Invece il nostro vicepremier è evidentemente uomo sanguigno che cento ne fa e mille ne escogita – vi dicevo che il temine pensare o riflettere è stato cancellato dal suo vocabolario – e al sapore della polemica si rinvigorisce, come accade alle belve che annusano l’odore del sangue. Percio’, a breve distanza di tempo, questa ennesima caduta di stile. Del resto fra selfie ai funerali, divise e felpe, camicie stirate, storie sentimentali non esattamente con la ragazza della porta accanto, porti chiusi, colloqui con tifosi con qualche problema con la giustizia, rubli veri o presunti e maltolti rateizzati, lui non riesce a stare manco un minuto lontano da un post qualsiasi, sia platea, selfie, palco, consolle o spiaggia. Rinunciando a qualsiasi diritto di riservatezza. Percio’ occorrera’ farsene una ragione. Anche perché, di figuraccia in figuraccia, il consenso elettorale va salendo. E nemmeno serve a farlo calare la memoria storica per ricordare qualche gaffe emblematica del suo spirito contraddittorio.
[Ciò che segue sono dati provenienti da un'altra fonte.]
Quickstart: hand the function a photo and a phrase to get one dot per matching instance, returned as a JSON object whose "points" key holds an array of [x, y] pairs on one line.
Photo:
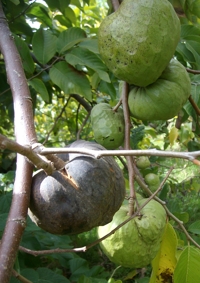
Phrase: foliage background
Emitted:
{"points": [[57, 42]]}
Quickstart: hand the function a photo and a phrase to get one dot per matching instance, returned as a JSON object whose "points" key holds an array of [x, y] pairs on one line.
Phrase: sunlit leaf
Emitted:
{"points": [[70, 80], [41, 13], [25, 55], [90, 44], [40, 88], [187, 269], [84, 57], [164, 263], [44, 45], [70, 37]]}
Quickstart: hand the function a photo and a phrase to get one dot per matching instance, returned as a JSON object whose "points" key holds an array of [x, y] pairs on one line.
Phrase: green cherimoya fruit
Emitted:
{"points": [[138, 40], [108, 125], [143, 162], [163, 99], [135, 244]]}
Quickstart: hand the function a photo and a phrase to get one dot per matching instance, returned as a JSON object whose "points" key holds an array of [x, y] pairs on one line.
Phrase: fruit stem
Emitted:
{"points": [[129, 159]]}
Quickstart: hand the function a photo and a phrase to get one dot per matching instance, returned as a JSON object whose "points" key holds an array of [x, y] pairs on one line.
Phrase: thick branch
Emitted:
{"points": [[25, 134], [27, 151], [191, 156]]}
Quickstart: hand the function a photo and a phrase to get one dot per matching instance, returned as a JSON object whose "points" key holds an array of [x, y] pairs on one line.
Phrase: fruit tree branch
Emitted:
{"points": [[27, 151], [191, 156], [25, 134], [127, 146]]}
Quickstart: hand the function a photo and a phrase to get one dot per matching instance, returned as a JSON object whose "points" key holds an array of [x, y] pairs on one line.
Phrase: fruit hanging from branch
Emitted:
{"points": [[85, 195], [108, 125], [135, 244], [138, 40], [163, 99]]}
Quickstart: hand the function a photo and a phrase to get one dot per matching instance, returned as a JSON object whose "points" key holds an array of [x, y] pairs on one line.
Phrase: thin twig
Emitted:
{"points": [[127, 146], [20, 277], [191, 156], [56, 120], [194, 105], [193, 71]]}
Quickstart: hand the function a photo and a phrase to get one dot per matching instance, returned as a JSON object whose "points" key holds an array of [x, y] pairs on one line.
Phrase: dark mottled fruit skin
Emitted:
{"points": [[60, 206]]}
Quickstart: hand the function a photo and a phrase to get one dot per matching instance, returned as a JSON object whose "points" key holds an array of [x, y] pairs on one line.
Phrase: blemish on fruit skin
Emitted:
{"points": [[124, 32]]}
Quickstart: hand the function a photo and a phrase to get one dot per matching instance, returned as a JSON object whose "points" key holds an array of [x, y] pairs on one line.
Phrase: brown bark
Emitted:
{"points": [[25, 134]]}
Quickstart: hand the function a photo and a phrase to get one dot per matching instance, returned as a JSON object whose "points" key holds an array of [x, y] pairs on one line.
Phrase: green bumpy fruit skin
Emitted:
{"points": [[138, 40], [108, 125], [163, 99], [136, 243]]}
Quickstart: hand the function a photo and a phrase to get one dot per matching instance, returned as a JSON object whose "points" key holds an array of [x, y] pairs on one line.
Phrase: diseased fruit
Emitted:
{"points": [[86, 195], [163, 99], [138, 40], [108, 125], [153, 181], [135, 244], [143, 162]]}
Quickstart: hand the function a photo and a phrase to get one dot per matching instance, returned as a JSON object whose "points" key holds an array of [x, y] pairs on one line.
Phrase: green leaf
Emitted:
{"points": [[50, 276], [90, 44], [16, 2], [194, 52], [70, 37], [183, 216], [25, 55], [70, 80], [41, 12], [58, 4], [84, 57], [40, 88], [69, 14], [44, 45], [108, 89], [187, 269], [195, 228]]}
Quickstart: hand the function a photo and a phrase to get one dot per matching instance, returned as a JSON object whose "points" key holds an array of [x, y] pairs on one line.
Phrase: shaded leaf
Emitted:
{"points": [[70, 80], [44, 45], [70, 37], [173, 135], [40, 88], [84, 57], [187, 269], [58, 4], [195, 228], [25, 55]]}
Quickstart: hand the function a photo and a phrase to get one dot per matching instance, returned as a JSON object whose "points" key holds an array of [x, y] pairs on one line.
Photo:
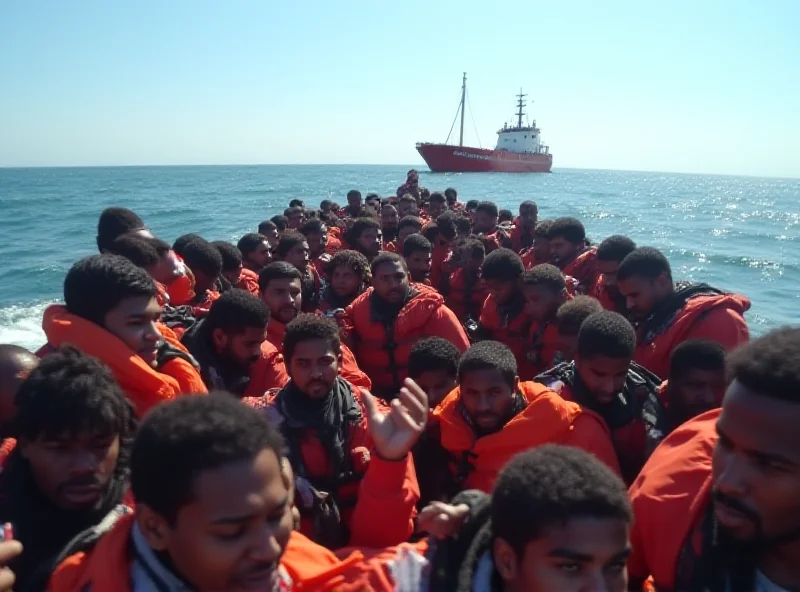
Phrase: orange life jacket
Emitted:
{"points": [[547, 418]]}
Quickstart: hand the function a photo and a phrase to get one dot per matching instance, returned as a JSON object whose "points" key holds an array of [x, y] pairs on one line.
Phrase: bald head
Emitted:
{"points": [[15, 365]]}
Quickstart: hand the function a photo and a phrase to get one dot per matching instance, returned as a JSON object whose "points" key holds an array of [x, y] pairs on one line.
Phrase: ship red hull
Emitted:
{"points": [[445, 158]]}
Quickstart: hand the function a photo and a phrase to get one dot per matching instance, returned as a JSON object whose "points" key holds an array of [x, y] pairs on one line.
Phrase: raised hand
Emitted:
{"points": [[396, 432]]}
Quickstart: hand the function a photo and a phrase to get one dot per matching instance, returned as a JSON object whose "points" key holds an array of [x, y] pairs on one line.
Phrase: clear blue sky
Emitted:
{"points": [[691, 86]]}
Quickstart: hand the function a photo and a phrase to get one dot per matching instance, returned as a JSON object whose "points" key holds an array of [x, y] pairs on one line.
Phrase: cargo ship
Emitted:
{"points": [[519, 148]]}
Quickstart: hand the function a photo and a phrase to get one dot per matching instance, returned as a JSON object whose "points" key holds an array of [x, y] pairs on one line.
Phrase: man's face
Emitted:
{"points": [[756, 469], [563, 252], [283, 298], [487, 398], [542, 303], [502, 290], [642, 295], [391, 282], [419, 265], [314, 367], [603, 377], [370, 242], [608, 271], [484, 223], [585, 554], [240, 350], [133, 321], [696, 392], [437, 384], [72, 470], [233, 532]]}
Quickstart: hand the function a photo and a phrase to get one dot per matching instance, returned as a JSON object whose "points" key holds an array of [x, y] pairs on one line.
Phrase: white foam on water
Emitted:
{"points": [[22, 325]]}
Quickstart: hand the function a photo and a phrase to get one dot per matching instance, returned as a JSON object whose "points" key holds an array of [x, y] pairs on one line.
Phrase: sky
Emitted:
{"points": [[698, 86]]}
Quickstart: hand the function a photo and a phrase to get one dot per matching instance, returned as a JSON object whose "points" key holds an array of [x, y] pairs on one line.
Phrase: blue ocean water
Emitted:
{"points": [[737, 233]]}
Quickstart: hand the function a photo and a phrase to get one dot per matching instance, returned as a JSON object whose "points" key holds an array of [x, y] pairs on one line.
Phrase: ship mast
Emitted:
{"points": [[520, 105], [463, 103]]}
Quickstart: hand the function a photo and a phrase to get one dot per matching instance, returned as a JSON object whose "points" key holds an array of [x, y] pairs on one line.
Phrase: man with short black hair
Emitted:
{"points": [[667, 314], [604, 379], [68, 473]]}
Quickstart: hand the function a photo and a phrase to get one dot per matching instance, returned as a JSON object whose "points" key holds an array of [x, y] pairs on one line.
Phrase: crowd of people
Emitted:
{"points": [[402, 393]]}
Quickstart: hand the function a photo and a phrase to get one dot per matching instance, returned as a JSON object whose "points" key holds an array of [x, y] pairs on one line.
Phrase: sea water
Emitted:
{"points": [[740, 234]]}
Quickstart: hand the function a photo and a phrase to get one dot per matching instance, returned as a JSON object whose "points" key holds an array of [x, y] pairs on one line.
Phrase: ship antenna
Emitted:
{"points": [[463, 101]]}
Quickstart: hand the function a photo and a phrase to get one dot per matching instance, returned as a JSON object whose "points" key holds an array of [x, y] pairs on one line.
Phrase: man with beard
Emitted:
{"points": [[610, 254], [568, 249], [667, 314], [717, 506], [602, 378], [281, 291], [354, 487], [68, 473], [492, 415], [231, 347], [383, 323]]}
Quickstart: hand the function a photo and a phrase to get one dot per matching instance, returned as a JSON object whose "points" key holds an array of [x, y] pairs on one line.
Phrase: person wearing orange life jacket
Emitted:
{"points": [[231, 347], [503, 317], [384, 322], [571, 254], [202, 473], [667, 314], [524, 225], [602, 378], [350, 276], [353, 486], [111, 313], [610, 254], [716, 506], [492, 415], [281, 290], [696, 382], [69, 472]]}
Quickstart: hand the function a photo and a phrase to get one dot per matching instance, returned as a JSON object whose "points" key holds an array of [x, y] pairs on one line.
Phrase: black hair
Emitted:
{"points": [[489, 355], [416, 242], [305, 327], [204, 257], [487, 207], [644, 262], [572, 313], [615, 248], [549, 486], [277, 270], [280, 222], [358, 228], [139, 250], [265, 227], [250, 242], [231, 255], [354, 260], [502, 264], [289, 240], [769, 365], [606, 333], [98, 283], [546, 275], [701, 354], [115, 222], [181, 439], [386, 257], [183, 241], [410, 221], [236, 311], [568, 228], [433, 354], [71, 392]]}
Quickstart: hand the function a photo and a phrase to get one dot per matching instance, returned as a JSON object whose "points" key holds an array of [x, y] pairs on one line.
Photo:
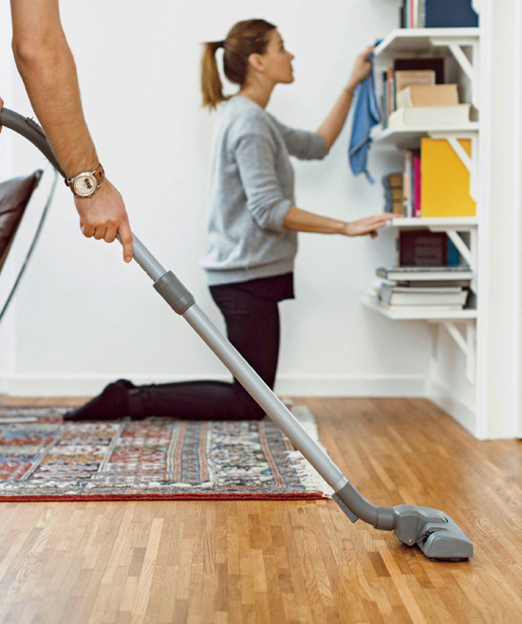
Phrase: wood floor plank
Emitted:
{"points": [[224, 562]]}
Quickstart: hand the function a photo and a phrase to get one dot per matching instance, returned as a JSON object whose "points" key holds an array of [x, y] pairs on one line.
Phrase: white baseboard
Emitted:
{"points": [[321, 386], [462, 413]]}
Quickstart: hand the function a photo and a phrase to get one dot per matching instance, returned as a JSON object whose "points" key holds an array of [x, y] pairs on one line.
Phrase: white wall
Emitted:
{"points": [[83, 317]]}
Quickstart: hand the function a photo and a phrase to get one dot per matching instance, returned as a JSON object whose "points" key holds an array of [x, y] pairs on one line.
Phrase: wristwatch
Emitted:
{"points": [[87, 183]]}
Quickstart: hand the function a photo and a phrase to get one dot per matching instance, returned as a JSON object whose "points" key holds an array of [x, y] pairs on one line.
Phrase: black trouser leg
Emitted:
{"points": [[253, 329]]}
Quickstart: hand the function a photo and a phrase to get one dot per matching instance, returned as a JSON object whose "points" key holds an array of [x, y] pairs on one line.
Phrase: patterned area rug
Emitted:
{"points": [[152, 459]]}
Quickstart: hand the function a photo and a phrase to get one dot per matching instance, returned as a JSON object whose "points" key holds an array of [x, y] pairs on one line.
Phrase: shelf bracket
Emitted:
{"points": [[467, 343], [467, 66]]}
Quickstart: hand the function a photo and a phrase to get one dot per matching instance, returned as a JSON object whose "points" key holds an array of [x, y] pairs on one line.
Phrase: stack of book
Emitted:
{"points": [[393, 188], [430, 288], [438, 14], [435, 182], [414, 93]]}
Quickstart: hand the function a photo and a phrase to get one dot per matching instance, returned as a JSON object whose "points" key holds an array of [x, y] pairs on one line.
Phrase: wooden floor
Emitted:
{"points": [[285, 562]]}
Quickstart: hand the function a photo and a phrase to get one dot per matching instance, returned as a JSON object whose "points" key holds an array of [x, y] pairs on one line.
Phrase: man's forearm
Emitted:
{"points": [[303, 221], [47, 67]]}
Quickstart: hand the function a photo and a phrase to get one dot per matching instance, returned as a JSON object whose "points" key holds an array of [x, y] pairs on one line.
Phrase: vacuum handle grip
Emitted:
{"points": [[33, 132]]}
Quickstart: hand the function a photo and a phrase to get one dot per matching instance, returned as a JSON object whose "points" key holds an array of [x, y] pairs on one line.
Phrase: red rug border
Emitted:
{"points": [[16, 498]]}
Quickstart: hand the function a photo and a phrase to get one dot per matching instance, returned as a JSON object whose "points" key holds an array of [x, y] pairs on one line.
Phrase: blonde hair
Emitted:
{"points": [[245, 38]]}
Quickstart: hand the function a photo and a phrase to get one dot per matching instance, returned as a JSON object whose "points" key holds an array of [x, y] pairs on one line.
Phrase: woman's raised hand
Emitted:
{"points": [[361, 68], [369, 225]]}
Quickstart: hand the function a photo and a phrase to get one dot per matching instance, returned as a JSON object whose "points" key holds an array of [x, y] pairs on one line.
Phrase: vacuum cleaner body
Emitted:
{"points": [[431, 530]]}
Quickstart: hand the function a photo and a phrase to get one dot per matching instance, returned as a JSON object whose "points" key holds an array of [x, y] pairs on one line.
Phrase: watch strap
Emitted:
{"points": [[98, 173]]}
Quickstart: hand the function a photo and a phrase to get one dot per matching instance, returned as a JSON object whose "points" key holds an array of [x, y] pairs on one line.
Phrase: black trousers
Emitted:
{"points": [[253, 328]]}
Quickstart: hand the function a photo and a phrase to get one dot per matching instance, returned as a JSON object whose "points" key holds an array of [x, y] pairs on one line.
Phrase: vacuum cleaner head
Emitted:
{"points": [[435, 533]]}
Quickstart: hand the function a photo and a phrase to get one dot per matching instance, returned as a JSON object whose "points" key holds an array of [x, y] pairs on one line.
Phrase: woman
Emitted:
{"points": [[253, 224]]}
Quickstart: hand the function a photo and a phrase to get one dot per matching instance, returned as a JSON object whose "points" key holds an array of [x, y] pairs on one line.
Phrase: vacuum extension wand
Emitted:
{"points": [[437, 535]]}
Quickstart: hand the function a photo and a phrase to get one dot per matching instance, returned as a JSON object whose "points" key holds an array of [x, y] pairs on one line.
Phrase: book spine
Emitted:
{"points": [[417, 186]]}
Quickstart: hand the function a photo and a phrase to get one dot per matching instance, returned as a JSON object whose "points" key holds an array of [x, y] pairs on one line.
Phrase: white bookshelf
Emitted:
{"points": [[410, 136], [461, 45], [416, 313], [435, 223], [433, 40]]}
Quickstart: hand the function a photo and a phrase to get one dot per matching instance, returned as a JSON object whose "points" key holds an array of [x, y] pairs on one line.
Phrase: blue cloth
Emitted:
{"points": [[366, 115]]}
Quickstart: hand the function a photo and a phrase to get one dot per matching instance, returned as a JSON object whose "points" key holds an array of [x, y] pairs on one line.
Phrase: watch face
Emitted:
{"points": [[85, 185]]}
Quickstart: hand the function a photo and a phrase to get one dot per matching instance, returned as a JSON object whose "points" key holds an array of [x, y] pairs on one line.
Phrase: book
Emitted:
{"points": [[429, 115], [465, 283], [409, 77], [417, 209], [392, 180], [428, 95], [425, 274], [449, 14], [393, 194], [390, 92], [422, 248], [406, 187], [435, 63], [445, 180]]}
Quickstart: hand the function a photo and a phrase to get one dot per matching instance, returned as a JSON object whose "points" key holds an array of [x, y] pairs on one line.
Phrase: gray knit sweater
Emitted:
{"points": [[251, 190]]}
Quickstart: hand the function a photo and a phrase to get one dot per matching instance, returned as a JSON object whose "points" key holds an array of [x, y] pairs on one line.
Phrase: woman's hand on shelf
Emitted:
{"points": [[369, 225], [361, 68]]}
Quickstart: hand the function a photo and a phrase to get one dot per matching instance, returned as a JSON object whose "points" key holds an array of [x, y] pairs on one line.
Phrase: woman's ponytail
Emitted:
{"points": [[211, 86], [245, 38]]}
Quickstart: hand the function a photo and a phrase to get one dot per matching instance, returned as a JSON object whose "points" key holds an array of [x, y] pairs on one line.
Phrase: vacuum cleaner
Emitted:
{"points": [[433, 531]]}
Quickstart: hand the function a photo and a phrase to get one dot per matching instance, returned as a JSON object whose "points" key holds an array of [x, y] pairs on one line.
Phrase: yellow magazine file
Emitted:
{"points": [[445, 180]]}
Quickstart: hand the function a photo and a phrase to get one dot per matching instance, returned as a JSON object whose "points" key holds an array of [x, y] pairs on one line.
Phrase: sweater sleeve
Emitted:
{"points": [[256, 163], [301, 143]]}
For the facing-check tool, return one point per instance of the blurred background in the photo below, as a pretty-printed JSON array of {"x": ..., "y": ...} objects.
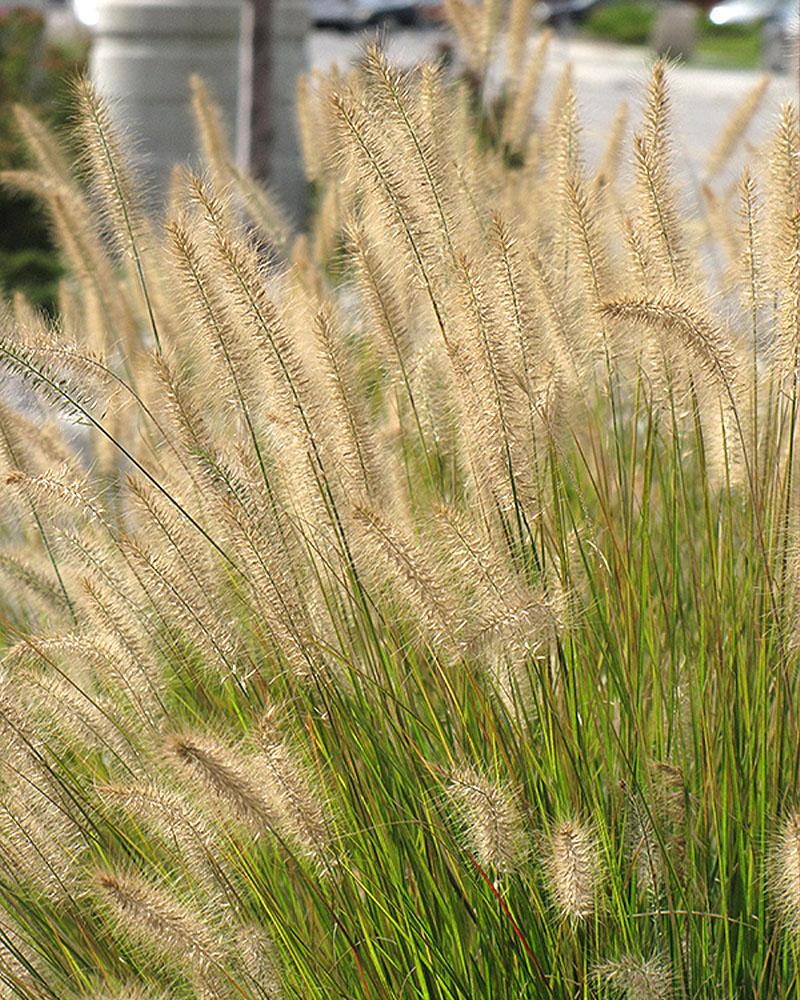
[{"x": 251, "y": 54}]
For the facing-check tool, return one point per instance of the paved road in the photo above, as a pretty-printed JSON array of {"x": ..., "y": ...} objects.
[{"x": 604, "y": 75}]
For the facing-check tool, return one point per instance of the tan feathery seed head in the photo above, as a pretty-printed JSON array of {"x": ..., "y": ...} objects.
[
  {"x": 573, "y": 869},
  {"x": 257, "y": 955},
  {"x": 230, "y": 776},
  {"x": 491, "y": 819},
  {"x": 517, "y": 117},
  {"x": 698, "y": 335},
  {"x": 154, "y": 917},
  {"x": 735, "y": 127},
  {"x": 784, "y": 873},
  {"x": 304, "y": 811},
  {"x": 637, "y": 978}
]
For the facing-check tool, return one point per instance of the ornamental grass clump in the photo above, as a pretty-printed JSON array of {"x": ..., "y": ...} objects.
[{"x": 407, "y": 607}]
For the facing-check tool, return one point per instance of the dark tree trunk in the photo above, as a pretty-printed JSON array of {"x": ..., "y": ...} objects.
[{"x": 261, "y": 124}]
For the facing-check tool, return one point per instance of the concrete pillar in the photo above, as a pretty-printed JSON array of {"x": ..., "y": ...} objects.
[{"x": 143, "y": 54}]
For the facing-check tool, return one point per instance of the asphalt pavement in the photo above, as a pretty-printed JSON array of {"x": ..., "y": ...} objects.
[{"x": 604, "y": 76}]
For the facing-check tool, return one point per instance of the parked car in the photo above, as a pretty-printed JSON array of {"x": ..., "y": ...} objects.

Chesso’, per esempio, sempre in tema di amor patrio, ciò che si presupporrebbe da uno che ha fatto dello slogan “Prima gli Italiani” un urlo di battaglia elettorale, il Nostro ebbe occasione di dire a Radio 24 meno di otto anni fa quando era europarlamentare e capogruppo consiliare della Lega Nord a palazzo Marino “Il tricolore non mi rappresenta, non la sento come la mia bandiera. A casa mia ho solo la bandiera della Lombardia e quella di Milano. Il tricolore è solo la Nazionale di calcio, per cui non tifo. Mi rappresenta quando diventeremo un Paese normale con meno sprechi e ruberie al Sud”.
Ere geologiche fa, specie in questa politica che viaggia veloce, più un motoscafo che un acquascooter, perché nel frattempo il vicepremier ha giurato sulla costituzione e la sua Lega ha perso per strada le inclinazioni nordiste al fine, che giustifica i mezzi, di poter arare voti anche al sud.
Eppero’, in epoca di feste leghiste con camicie verdi e sacre ampolle di acqua del Po, ci deve essere sempre qualche cosa da sventolare in omaggio al cielodurismo dell’Umberto Bossi che fu. Siano una lingua a penzoloni al cospetto di una bella ragazza o le tette e le cosce delle cubiste esibite al suono dell’Italia chiamo’. Per la bandiera italiana come abbiamo visto in quelle dichiarazioni di otto anni fa c’è qualche problemuccio in piu’. Anche se dal momento in cui ha intrapreso la carriera di vicepremier potrebbe essere per lui una questione marginale. Visto che ha giurato sulla costituzione e da uomo pratico qual è il fine finisce sempre per giustificare i mezzi.
Sempre che, per ritornare all’ultima vicenda folcloristica del Papeete beach, essendo stato compreso fra gli emblemi dello stato anche l’inno d’Italia, al pari della bandiera, non si prospetti il caso di vilipendio regolato dall’articolo 292 del codice penale che prevede multe da 1000 a 5000 euro.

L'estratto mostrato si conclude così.